Cruz, a leading critic of the administration’s diplomacy with Tehran, expressed outrage at this admission, telling the Free Beacon that the Obama administration is guilty of laundering U.S. funds for Iran.
“This testimony only confirms what reasonable people had already concluded about the Obama administration’s cash transaction with the Islamic Republic of Iran: This was a ransom paid to a rogue regime determined to spend it on terrorist attacks on America and our allies,” Cruz said.
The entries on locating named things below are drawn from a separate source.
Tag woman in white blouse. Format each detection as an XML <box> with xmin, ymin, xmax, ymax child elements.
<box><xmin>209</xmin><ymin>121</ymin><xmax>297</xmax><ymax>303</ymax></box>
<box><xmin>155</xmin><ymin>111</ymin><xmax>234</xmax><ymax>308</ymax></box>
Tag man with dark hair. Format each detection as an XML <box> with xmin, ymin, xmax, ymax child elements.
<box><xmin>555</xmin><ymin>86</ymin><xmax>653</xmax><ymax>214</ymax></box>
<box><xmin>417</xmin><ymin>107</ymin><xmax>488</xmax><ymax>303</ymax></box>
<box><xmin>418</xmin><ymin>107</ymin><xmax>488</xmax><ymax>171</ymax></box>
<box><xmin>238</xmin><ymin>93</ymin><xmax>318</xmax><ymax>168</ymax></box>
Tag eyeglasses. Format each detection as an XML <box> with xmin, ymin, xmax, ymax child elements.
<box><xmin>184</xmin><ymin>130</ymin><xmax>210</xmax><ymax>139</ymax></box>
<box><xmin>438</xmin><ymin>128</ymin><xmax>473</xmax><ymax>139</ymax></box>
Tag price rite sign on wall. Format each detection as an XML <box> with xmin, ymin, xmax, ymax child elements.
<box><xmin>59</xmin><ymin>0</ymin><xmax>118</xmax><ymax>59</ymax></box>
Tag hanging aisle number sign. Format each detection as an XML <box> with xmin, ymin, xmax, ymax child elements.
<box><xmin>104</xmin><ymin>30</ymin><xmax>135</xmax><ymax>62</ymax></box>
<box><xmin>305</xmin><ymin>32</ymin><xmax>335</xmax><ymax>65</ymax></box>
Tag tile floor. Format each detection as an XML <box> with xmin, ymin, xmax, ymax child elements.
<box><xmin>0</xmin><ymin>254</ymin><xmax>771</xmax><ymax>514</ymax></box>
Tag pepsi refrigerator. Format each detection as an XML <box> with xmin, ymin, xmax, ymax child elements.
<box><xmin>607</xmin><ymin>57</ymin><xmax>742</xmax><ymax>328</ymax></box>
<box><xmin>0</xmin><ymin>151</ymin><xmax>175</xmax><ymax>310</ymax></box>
“The mullahs wanted cash so it would be immediately accessible and untraceable, and the administration agreed because they didn’t want there to be proof the Iranians were using it for terrorism. It was, essentially, a money laundering operation,” Cruz added.
Top administration officials said Iran would not provide a guarantee that the money would not be spent on terrorism operations.
The cash was delivered to Iranian officials in Europe and then brought back to Tehran, officials said.
After converting the U.S. funds into European bank notes and cash, the money was given to an “official from the Central Bank of Iran for transfer to Tehran,” according to Ahern, who explained that “the funds were under U.S. government control until their disbursement.”
The remaining $1.3 billion was withdrawn from a U.S. taxpayer fund operated by the Treasury Department and sent to Europe. Once there, the money was converted into foreign currency and transferred to a representative of Iran’s central bank on Jan. 22 and Feb. 5.
The administration officials only agreed to testify before Congress after being threatened with a subpoena. Lawmakers on the House’s Financial Services Committee disclosed that the administration has so far failed to produce key documents pertaining to the cash payment.
When asked if Iran was forced to provide “guarantees the money would not be used for terrorism,” a top State Department official said it was not.
“I’m not aware of any guarantees,” stated Christopher Backemeyer, a deputy assistant secretary for Iranian affairs at the State Department.